Histograms are power visualization tools to analyze and present data. For this example I will use covid19 data.

To read directory from JSON API, i will use jsonlite library. If you don't have just install it using library.install("jsonlinte")

In [1]:
library(jsonlite)
In [2]:
url <- "https://pomber.github.io/covid19/timeseries.json"
covid_data <- fromJSON(url,flatten = TRUE)

Ok we have the JSON data in the variable covid_data. Let us check the names that is columns in our data. Let us check the value of ist column.

In [3]:
names(covid_data)[1]
'Afghanistan'

Ok we have covid19 data by countries. Let us print the first row of the covid19 US data.

In [4]:
head(covid_data$US,1)
A data.frame: 1 × 4
dateconfirmeddeathsrecovered
<chr><int><int><int>
12020-1-22100

As we can see above, data per country is a dataframe. Now we can easily plot the histogram using the R hist() function. Let us draw a histogram of covid19 conirmed cases of country Italy.

In [5]:
hist(covid_data$Italy$confirmed)

The y-axis shows the frequency distribution.

We can change the appearance of the histogram. Let us color it green. Also we can define the bins/breaks. We can define bins by specifying option breaks.

In [6]:
hist(covid_data$Italy$confirmed, breaks = 20, col = "green")

Also instead of frequency distribution, we can change the y-axis to probability distribution.

In [7]:
hist(covid_data$Italy$confirmed,freq = FALSE)

How to plot histogram in R using ggplot

Let us first import the package ggplot. If you dont have ggplot installed. Install using install.packages("ggplot") in your R repl.

In [8]:
library(ggplot2)

Let us plot the histogram of confirmed US covid19 cases. Note below we are passing the data to ggplot function and also adding geom_histogram figure to the plot function.

In [9]:
ggplot(covid_data$US,aes(x=confirmed)) + geom_histogram(bins = 20,color="black",fill="white")

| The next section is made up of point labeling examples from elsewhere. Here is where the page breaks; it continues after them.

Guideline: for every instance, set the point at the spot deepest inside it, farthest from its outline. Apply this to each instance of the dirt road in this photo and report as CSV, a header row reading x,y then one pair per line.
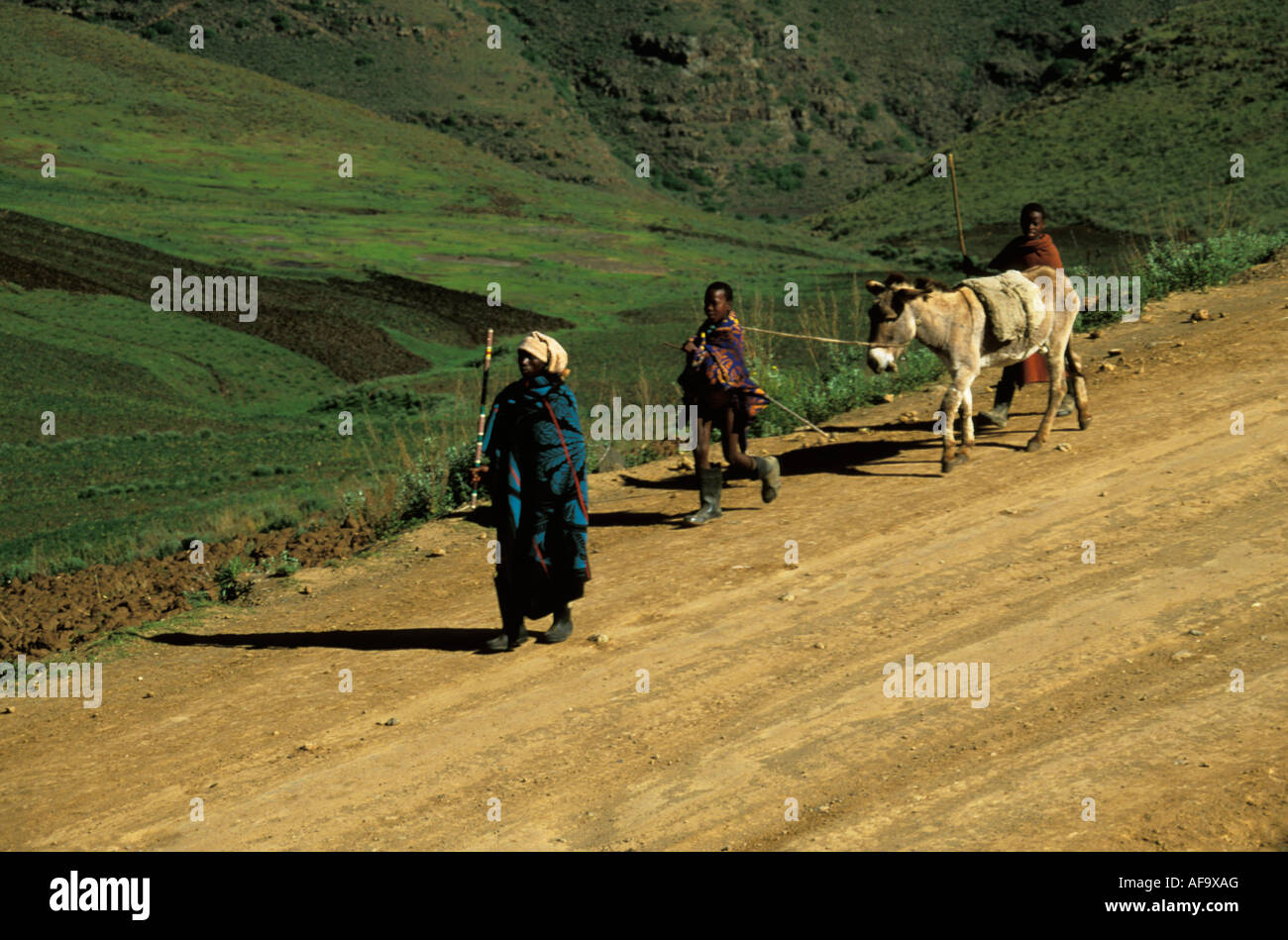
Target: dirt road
x,y
1108,680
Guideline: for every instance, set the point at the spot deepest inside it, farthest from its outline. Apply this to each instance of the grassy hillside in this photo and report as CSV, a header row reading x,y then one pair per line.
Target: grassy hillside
x,y
1137,140
183,155
729,116
170,424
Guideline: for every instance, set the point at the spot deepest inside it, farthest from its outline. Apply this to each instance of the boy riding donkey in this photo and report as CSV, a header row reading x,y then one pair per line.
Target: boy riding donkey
x,y
1030,249
716,380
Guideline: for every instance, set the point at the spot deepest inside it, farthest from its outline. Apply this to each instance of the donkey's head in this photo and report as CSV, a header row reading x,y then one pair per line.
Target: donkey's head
x,y
893,321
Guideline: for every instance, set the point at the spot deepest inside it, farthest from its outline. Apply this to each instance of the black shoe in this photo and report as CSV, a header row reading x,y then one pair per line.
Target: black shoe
x,y
506,640
767,469
709,481
561,630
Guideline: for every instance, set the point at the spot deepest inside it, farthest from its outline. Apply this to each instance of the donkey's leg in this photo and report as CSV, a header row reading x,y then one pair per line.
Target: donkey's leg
x,y
1055,366
1080,386
949,406
967,420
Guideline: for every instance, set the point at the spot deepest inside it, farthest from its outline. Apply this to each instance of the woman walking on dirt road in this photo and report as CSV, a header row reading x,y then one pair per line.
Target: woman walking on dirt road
x,y
537,477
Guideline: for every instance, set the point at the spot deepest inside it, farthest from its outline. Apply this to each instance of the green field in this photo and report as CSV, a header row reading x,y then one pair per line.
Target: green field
x,y
171,425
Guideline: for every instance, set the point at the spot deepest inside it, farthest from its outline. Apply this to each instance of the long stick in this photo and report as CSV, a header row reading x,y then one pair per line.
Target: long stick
x,y
957,209
772,400
478,446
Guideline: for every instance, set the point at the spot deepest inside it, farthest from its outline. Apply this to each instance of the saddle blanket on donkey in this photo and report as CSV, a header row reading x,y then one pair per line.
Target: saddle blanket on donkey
x,y
1012,303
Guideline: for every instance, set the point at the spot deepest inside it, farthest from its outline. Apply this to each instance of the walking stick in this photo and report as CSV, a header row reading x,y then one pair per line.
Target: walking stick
x,y
478,446
957,209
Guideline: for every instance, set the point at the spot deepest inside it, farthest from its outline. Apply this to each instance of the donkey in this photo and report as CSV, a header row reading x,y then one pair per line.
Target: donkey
x,y
952,325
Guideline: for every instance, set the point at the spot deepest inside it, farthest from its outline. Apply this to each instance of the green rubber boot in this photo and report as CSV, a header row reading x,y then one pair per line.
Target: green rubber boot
x,y
709,481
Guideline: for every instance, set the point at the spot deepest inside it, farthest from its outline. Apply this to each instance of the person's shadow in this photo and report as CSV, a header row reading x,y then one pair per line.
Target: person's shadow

How about plotting two histograms in the same graph. Let us plot the histogram of US recovered and number of deaths in the same graph.

In [10]:
ggplot(covid_data$US) + geom_histogram(aes(x=recovered),bins = 20,color="black",fill="green",position = "stack",alpha=0.2) +
                        geom_histogram(aes(x=deaths),bins = 20,color="black",fill="red",position = "stack",alpha=0.2)

In the command above, we have added two figures to the ggplot. First figure is for the histogram of 'recovered' cases and second figure is for the histogram of 'deaths'. Also note the option alpha=0.2, this will make overlapping regions visible.

Also note aes option which is aesthestic group. This option is responsible for setting various variables which controls the graph. Check out following link for details ggplot2.tidyverse.org/reference/aes_group_order.html

Let us one last example. In this one, we will draw histograms of recovered cases for country US and Italy and plot the histograms in the same graph.

In [11]:
ggplot() + geom_histogram(data = covid_data$US, aes(x=recovered),bins = 20,color="black",alpha = 0.2,fill="red",position = "dodge") +
                        geom_histogram(data=covid_data$Italy,aes(x=recovered),bins = 20,alpha = 0.2,color="black",fill="green",position = "dodge")

In the above example, notice, we are passing the covid19 data of recovered cases of both US and Italy in the same graph.

Wrap Up!

I hope you would find this tutorial useful.